The money system from previous installments in the franchise has been left at the side of the road, replaced by a ranking system that automatically adds cars to your stable after every level-up. Unfortunately, the system is set up in such a way that using newer cars earns you more points, so your favourite cars from past races often end up gathering cobwebs. However, seeing your stable grow is satisfying – the roster of cars is spectacular and includes some of the most iconic rally cars of the past few decades. My personal favourite is the tuned-up Audi Quattro Trail Blazer car. Swinging that beast around long lefts and nailing it in the straights is hair-raisingly awesome and something I can really recommend for the stressed-out and over-worked.

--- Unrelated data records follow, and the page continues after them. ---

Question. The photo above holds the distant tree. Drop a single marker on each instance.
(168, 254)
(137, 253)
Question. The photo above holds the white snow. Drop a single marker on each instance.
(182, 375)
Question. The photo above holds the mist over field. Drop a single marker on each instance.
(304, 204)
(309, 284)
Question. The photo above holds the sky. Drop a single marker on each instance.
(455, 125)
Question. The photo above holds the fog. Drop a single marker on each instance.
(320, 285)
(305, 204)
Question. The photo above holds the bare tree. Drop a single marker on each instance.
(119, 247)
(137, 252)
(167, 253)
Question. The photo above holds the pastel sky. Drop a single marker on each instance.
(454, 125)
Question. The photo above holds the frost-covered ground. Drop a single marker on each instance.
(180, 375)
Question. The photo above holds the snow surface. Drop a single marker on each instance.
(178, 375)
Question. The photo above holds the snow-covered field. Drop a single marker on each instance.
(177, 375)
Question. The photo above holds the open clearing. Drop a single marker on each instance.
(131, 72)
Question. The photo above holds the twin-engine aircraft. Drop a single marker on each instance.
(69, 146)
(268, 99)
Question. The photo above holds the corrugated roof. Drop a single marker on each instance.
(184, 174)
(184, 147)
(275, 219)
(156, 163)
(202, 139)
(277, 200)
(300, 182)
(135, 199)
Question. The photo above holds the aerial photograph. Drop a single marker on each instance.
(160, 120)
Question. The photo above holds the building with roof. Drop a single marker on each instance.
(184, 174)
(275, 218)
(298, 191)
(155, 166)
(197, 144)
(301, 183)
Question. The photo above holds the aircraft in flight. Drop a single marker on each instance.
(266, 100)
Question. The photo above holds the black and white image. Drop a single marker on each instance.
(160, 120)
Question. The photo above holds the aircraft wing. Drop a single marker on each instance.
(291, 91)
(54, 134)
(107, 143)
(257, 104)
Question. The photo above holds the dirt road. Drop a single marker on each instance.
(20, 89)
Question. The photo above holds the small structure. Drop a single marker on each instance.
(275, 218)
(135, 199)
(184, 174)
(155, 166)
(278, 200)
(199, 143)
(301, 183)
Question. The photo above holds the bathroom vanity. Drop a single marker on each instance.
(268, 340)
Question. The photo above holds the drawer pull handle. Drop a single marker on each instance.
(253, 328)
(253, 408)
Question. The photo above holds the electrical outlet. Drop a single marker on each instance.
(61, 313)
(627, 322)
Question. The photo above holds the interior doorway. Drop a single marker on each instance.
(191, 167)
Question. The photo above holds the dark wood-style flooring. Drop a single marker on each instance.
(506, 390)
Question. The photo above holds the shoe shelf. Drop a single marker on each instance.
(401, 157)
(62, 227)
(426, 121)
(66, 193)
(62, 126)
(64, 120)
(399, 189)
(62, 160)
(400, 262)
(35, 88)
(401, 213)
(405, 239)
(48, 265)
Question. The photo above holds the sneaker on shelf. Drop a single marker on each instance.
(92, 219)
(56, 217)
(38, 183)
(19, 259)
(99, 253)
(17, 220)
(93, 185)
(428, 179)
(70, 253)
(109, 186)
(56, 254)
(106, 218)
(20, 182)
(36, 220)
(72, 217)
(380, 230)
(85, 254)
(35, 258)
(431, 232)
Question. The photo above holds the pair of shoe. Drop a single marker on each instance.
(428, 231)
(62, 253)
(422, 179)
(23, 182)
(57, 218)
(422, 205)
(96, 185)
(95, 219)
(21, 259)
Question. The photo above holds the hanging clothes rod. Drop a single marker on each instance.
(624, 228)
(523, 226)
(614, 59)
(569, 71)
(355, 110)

And that’s really where Dirt 3 stands out – all the elements, like terrific sound, awesome graphics and immersive gameplay – combine to facilitate an overwhelming sense of flow for the player. After finishing the first season and opening up the training ground, I happily lost an hour of my life jumping, drifting and throwing donuts around the course. My first successfully-seamless transition from a ramp jump to a drift around a tight corner to a 1080 degree donut to another jump, leading into a sideways drift underneath a stationary 18-wheeler truck and then starting it all over again made me literally jump up and shout a whoop-whoop!
This same sense of flow is evident in most of the game modes – shaving a few seconds off your best time by nailing a Mitsubishi Lancer Evo down a foresty track and getting those corners and lines just right is immensely satisfying. Chasing an elusive gold medal on a drift challenge usually involves extensive play-and-replay to get those lines right and not spin out of control around the tighter corners, and getting that perfect gold-medal round will turn even the deepest frown upside down.
There’s a multiplayer mode which I hardly even tried – the single-player experience is so good that I didn’t see the point. Flow, after all, is a personal thing, and I wasn’t going to let other players distract me from it.
Dirt 3 is more than just a rally game to me – it’s a way to challenge myself, reward myself and destress me after a hard day’s work in a high-intensity, deadline-driven office environment. Dirt 3 is my top game experience of the year across any platform and, while there are a number of high-profile shooters and blockbusters coming out toward the end of the year, they’d really have to produce something exceptional to knock Dirt 3 off the top of my list.
Overall – exquisite. Do not miss this game.
Who it’s for
- Petrol-heads, rally fans, and anyone who enjoys driving, games, fun or flow. It’s so good that anyone can actually play this game and enjoy it.
What we like
- Awesome graphics, superb sound, great tracks, stunning car selection, and one of the most rewarding gameplay experiences of the year.
What we don’t like
- How fast your favourite cars become outdated and practically unusable. However, there’s always another awesome car to choose from so it’s not a big issue.
Excellent shading, beautiful environments, stunning cars, sleek and pretty menu system. There’s nothing to fault in the graphics department.
For me, the immense feeling of satisfaction upon achieving a perfect round is my defining gaming experience of 2011.
Roaring engines, screeching tyres, growling gravel and crunching snow, the in-game sound is terrific.
Load times can be a little long between races, but once you get the green light and starting screaming down the track, this game enters a league of its own and you can easily lose four hours of your life.
The best rally game ever and my absolute top game of the year. I’ll be playing this one for a very long time.